お知らせ

レポート:キックオフイベント「吉村栄吉の時代と人々」

カテゴリ: リエゾンプロジェクト , 吉村栄吉の時代と人々

2025年5月2日午後、「文学部の扉」という場所にて、リエゾンプロジェクト「吉村栄吉の時代と人々」のキックオフイベントを開催しました。

「文学部の扉」とは、東京大学本郷キャンパス法文2号館、安田講堂側の広場に面した扉を持つ、小さな展示・交流スペースの名称です。これは単なる建物の入り口ではなく、空間そのものが「文学部の扉」として、2025年3月に数十年ぶりに開かれました。この貴重な空間を、本イベントの場として使用することができたのは、まさに幸いでした。

当日は、東京でも稀に見る大雨となり、広場に面した扉を開け放つことは叶いませんでしたが、吉村家のご関係者や研究班の参加者が一堂に会し、豊かなひとときを共有することができました。吉村迂齋と吉村栄吉という二人を軸に、「時代」と「人々」に向き合う時間となりました。

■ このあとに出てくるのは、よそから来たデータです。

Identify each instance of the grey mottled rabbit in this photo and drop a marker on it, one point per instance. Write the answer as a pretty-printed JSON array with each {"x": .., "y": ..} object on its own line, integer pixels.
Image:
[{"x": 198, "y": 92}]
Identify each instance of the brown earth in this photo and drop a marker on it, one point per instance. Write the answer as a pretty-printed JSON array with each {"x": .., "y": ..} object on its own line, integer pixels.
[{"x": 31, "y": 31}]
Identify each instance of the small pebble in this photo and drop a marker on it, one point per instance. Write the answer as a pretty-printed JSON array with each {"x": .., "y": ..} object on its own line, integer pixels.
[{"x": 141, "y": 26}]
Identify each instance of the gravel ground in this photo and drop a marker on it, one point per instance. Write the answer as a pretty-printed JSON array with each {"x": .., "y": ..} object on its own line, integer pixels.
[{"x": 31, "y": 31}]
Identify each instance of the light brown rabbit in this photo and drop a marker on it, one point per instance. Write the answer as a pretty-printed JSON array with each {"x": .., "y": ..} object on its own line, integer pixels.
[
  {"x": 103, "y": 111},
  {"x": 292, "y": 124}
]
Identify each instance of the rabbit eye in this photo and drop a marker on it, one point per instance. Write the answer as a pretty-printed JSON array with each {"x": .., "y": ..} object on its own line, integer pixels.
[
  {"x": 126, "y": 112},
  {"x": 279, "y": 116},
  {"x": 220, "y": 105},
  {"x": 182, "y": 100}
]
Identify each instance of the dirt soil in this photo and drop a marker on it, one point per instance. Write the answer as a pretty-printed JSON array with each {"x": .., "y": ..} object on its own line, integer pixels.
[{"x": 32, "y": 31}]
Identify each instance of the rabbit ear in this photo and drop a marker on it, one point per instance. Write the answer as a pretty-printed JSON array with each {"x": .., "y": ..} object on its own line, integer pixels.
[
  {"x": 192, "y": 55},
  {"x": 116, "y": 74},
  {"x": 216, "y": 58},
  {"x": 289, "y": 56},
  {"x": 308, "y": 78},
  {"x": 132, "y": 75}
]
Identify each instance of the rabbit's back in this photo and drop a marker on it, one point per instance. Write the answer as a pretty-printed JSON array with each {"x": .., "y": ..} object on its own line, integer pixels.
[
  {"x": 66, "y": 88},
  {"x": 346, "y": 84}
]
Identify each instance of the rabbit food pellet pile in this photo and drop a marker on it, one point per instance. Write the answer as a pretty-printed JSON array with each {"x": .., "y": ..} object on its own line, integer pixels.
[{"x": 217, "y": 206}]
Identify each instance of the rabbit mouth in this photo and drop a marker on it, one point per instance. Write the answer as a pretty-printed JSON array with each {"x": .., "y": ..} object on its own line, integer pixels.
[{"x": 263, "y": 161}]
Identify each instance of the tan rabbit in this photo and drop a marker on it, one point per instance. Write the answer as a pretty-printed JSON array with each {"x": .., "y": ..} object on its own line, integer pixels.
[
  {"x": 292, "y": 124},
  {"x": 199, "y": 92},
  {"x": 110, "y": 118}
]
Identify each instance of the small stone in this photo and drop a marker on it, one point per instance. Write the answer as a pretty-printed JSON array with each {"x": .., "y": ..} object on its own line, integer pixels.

このイベントは、2024年8月に発足したリエゾンプロジェクト「吉村栄吉の時代と人々」の第1回報告会として開催しました。本プロジェクトでは、「詩文班」と「近代班」という二つの研究班を設け、吉村栄吉の活動が、18世紀長崎の漢詩人・吉村迂齋(1749–1805)と、20世紀前半に中国文学研究会を主宰した竹内好(1900–1977)という二つの文脈に接続されることに着目し、それぞれの時代と関係者を掘り下げています。

前半は詩文班による発表でした。※以下、発表者の敬称は略記にて記載します。

最初に齋藤希史は、デジタル・ヒューマニティーズの手法を用いた詩文研究の有効性について紹介しました。吉村迂齋と同時代の人物である大田南畝の詩の検索を例に、国会図書館のデータベースを横断的に活用することで、史料の検索・照合が容易に行えることを示しました。また、注釈を作成するための専用サイトを自ら構築し、共同作業の効率化を図っている点や、「国書データベース」で公開されている古籍画像に注釈を付け、そのデータを抽出・再利用できるツールの活用についても紹介しました。こうした取り組みにより、デジタルの力を借りて18世紀の長崎に生きた詩人たちの知的空間を再構築する可能性が提示されました。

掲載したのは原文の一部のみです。